IndianKanoon.org was not present in court to make its submissions despite being served a court notice to appear in the matter.


Decision Overview

Justice Shaji P. Chaly passed the order as a single judge of the Kerala High Court. Due to the grave nature of the issues involved in the case, the Court passed an ex-parte interim order until IndianKanoon.com appeared before the Court and the matter was finally decided.

The primary question before the Court was whether to order IndianKanoon.org to remove the Petitioner’s name from the judgment uploaded on their website that pertained to proceedings in the rape case.

The Petitioner argued that before publishing the judgment that mentioned her name, IndianKanoon.org did not obtain her permission or the Kerala High Court’s permission under Rule 5 of the Information Technology (Reasonable Security Practices and Procedures and Sensitive Personal Data or Information) Rules, 2011. Rule 5 requires that before publishing any sensitive data about a person, the person or body corporate publishing the information must seek the subject’s consent in writing. She relied upon Section 228A of the Indian Penal Code, 1860 that prohibited the disclosure of the identity of a rape victim without her consent. The Petitioner based her arguments on her right to privacy and her right to live a dignified life under Article 21 of the Constitution of India. She argued that her right to privacy included the right to be forgotten, as had been recognised by other jurisdictions internationally.

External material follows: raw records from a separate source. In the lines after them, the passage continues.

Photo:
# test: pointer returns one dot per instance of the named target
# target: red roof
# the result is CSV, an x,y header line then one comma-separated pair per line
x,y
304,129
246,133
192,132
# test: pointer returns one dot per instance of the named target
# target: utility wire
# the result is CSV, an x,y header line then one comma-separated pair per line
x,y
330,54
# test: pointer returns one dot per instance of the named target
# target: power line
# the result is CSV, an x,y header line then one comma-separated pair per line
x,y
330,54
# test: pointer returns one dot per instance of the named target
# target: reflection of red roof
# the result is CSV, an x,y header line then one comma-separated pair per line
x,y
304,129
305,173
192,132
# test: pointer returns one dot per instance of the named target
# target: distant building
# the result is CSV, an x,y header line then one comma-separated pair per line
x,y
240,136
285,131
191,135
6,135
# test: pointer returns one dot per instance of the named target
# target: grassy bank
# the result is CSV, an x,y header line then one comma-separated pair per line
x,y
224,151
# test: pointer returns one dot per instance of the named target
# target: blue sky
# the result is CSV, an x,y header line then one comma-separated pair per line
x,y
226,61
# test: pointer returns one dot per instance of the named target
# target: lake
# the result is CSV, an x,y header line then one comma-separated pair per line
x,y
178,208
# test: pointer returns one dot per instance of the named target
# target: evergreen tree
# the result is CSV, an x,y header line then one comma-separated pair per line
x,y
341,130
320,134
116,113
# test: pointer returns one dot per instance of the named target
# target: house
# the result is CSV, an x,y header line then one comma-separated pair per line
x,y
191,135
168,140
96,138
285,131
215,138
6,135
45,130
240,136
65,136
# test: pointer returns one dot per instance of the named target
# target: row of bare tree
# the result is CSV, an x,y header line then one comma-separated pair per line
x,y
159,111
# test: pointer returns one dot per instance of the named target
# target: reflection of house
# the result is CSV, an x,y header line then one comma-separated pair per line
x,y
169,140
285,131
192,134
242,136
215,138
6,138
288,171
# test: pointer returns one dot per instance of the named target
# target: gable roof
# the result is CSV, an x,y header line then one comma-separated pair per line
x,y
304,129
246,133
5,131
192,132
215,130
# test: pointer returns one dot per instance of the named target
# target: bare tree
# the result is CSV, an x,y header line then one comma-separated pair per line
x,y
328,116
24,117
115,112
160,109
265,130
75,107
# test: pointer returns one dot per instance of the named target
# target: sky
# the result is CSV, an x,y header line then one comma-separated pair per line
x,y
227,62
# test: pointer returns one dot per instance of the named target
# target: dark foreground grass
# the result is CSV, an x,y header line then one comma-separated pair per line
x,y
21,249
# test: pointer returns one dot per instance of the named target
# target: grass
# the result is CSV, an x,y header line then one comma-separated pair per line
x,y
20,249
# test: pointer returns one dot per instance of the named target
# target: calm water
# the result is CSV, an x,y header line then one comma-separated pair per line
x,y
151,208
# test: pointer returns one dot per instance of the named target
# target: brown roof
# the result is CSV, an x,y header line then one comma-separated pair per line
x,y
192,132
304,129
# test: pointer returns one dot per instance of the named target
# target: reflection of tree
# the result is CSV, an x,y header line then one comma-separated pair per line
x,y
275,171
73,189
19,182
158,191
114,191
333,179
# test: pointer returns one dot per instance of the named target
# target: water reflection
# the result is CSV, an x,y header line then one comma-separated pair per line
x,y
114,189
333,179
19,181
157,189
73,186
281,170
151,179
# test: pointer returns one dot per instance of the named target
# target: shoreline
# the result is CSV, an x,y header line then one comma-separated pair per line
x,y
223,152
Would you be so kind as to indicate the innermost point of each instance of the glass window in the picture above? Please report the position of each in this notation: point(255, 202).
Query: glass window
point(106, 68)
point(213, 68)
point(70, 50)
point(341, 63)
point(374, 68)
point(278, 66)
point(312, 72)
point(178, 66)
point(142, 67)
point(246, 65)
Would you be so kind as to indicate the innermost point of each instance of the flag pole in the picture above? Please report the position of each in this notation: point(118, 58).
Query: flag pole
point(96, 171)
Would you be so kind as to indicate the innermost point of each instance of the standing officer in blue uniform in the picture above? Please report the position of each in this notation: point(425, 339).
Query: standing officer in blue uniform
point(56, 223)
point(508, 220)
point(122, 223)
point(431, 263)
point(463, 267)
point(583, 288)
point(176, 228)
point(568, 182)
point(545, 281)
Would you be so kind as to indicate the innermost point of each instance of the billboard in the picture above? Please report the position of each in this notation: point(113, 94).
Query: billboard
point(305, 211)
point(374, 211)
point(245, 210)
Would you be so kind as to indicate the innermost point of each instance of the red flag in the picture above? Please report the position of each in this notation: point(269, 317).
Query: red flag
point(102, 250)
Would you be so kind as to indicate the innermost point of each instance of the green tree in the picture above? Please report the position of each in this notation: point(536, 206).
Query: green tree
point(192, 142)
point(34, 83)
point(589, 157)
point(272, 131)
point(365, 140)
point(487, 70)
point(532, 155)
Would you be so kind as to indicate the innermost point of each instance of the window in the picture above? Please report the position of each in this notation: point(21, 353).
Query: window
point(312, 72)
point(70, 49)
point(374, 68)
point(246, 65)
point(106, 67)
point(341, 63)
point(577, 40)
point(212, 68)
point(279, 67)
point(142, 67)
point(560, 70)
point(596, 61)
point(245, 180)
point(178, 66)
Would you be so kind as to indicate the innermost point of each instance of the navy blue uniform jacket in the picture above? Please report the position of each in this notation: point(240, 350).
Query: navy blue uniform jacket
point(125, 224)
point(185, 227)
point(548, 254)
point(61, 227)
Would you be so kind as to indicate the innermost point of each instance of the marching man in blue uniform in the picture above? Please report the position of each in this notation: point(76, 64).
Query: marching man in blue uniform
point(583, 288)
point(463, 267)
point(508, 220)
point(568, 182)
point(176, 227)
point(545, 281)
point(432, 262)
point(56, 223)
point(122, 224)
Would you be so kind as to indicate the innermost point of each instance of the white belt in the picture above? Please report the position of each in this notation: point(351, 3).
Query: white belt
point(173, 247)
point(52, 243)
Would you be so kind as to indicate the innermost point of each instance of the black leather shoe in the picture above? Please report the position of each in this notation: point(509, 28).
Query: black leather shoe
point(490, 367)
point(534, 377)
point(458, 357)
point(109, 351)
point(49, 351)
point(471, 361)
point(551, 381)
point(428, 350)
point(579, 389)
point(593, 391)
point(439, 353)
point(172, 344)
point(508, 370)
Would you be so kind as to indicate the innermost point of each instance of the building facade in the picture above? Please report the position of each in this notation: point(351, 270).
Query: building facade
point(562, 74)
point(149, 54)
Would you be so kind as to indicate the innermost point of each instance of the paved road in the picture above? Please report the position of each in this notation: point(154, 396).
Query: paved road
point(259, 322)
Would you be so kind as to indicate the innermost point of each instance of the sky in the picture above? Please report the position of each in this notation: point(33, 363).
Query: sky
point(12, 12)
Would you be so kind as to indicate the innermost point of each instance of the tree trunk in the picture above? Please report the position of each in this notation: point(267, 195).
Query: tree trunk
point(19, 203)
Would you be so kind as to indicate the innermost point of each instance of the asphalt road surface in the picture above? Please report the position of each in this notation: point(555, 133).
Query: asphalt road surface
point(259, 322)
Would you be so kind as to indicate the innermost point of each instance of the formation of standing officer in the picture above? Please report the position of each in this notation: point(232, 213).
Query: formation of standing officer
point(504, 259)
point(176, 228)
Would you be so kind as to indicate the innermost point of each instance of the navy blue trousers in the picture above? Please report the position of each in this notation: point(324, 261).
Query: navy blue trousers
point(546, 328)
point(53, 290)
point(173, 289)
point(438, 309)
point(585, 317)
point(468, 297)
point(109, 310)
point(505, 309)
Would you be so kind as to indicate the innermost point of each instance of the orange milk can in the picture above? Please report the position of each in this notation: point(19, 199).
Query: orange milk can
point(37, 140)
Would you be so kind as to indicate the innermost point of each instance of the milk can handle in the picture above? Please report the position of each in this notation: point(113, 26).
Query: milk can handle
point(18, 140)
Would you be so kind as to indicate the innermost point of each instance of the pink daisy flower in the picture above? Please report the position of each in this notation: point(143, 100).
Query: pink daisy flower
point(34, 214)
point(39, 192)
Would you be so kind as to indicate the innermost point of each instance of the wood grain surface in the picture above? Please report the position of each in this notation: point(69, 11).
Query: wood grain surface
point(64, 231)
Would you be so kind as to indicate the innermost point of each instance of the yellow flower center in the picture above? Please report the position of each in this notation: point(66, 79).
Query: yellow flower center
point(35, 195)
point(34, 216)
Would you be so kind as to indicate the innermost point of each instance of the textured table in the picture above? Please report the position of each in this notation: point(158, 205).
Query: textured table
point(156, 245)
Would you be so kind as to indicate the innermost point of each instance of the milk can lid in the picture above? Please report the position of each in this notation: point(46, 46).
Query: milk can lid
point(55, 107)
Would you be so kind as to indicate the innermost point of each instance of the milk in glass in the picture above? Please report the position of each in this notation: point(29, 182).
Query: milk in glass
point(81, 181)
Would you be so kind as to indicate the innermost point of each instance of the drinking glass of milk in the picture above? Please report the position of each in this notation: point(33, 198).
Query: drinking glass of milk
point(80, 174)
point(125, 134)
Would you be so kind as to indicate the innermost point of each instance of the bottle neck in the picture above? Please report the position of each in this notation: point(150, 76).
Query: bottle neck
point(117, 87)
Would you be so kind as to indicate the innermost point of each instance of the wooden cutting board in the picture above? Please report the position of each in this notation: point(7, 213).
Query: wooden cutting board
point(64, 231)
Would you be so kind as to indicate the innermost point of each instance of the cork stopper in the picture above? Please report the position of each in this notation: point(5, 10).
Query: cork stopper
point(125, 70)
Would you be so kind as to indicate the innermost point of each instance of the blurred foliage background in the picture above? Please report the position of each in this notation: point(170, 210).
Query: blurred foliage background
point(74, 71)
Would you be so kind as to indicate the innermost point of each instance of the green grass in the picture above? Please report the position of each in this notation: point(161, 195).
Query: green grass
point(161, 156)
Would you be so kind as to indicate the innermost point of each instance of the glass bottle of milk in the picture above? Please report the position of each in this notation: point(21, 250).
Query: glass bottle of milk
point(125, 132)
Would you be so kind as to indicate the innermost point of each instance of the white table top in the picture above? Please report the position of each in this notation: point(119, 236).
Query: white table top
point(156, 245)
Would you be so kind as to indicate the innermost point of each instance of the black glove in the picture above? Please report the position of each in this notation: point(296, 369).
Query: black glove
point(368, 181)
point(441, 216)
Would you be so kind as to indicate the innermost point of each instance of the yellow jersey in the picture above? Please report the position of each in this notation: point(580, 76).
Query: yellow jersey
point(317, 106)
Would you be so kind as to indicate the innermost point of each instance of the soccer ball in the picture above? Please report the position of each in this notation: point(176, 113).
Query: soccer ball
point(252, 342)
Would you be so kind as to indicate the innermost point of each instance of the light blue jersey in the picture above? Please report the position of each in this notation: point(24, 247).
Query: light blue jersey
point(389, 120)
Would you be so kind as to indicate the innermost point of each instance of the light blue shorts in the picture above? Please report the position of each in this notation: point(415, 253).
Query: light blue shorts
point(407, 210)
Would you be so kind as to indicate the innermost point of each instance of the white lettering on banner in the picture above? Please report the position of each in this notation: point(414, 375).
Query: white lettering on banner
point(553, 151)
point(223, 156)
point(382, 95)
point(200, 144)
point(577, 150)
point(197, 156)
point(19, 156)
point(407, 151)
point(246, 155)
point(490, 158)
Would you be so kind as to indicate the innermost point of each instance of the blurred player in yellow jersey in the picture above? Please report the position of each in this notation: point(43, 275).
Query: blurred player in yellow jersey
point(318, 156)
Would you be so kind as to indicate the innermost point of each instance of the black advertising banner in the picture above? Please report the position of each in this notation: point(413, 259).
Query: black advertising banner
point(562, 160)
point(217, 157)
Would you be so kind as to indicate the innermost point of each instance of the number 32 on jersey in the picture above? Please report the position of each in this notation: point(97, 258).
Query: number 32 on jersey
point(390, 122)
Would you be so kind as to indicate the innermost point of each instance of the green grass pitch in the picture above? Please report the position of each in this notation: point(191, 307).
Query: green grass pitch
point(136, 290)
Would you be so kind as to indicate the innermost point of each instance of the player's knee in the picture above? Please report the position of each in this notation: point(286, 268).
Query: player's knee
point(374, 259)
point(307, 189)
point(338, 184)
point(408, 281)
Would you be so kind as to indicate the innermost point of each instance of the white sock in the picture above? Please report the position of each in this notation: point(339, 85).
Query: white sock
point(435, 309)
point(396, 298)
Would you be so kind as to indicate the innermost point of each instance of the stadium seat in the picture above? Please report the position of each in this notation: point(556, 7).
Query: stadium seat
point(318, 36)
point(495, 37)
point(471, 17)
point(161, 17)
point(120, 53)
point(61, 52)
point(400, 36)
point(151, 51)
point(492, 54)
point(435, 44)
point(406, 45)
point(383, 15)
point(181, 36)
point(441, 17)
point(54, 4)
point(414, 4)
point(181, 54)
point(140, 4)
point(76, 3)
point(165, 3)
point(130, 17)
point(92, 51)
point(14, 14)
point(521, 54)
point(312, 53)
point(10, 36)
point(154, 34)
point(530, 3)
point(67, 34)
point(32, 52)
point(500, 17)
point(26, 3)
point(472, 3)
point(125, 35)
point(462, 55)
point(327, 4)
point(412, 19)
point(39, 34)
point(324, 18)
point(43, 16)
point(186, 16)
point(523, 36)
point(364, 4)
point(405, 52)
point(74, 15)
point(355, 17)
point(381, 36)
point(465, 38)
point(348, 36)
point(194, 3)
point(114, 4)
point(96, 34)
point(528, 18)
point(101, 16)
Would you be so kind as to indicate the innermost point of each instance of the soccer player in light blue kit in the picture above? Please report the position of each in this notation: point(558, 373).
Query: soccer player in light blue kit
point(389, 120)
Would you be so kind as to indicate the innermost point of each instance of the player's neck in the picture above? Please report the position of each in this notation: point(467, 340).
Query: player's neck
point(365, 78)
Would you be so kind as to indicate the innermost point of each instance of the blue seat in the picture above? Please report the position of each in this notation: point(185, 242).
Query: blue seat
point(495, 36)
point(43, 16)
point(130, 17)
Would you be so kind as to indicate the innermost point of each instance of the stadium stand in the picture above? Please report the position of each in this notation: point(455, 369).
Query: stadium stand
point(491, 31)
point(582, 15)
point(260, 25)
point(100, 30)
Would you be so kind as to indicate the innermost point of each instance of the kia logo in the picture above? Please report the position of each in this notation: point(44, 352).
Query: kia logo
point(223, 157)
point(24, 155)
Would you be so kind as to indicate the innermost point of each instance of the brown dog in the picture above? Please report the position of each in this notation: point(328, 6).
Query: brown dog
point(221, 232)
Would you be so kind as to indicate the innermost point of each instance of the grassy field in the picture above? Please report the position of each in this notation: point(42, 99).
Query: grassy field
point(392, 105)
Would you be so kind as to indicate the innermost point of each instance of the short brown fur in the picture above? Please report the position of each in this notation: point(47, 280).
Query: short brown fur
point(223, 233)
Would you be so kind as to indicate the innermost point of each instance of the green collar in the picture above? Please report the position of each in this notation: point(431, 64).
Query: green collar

The Court held in favour of the Petitioner and ordered IndianKanoon.org to remove her name from the judgment published on their website. In doing so, it also recognised the petitioner’s right to reputation and right to privacy. As IndianKanoon.org was not present in Court to make its submissions, the Court noted that this was an interim order until it heard IndianKanoon.org and passed final orders in the matter. Further details about the case are not present on the Court’s official website, possibly to protect the identity of the victim. However, secondary sources suggest that IndianKanoon.org agreed to remove the Petitioner’s name and not contest the case any further.


Decision Direction

Quick Info

Decision Direction indicates whether the decision expands or contracts expression based on an analysis of the case.

Mixed Outcome

This decision expands freedom of expression in the sense that the right to privacy is considered integral for the effective utilization of the right to expression. However, the decision’s reasoning cannot be examined in detail as the official order or judgment was not published on the Court’s website or by other legal reporters. In this sense, it might have been more conducive for open justice and free expression if the Court had redacted the petitioner’s name from the order but nonetheless published the redacted order on its website and also allowed legal reporters to report the proceedings in the case.

Global Perspective

Quick Info

Global Perspective demonstrates how the court’s decision was influenced by standards from one or many regions.

Table of Authorities

National standards, law or jurisprudence

  • India, Constitution of India (1949), art. 21.
  • India, Information Technology (Reasonable Security Practices and Procedures and Sensitive Personal Data or Information) Rules (2011), Rule 5
  • India, Indian Penal Code, Act No. 46/1860, sec. 228A

Case Significance

Quick Info

Case significance refers to how influential the case is and how its significance changes over time.

The decision establishes a binding or persuasive precedent within its jurisdiction.

As a decision of a single judge bench of Kerala High Court, the decision is binding on all authorities and lower courts in Kerala.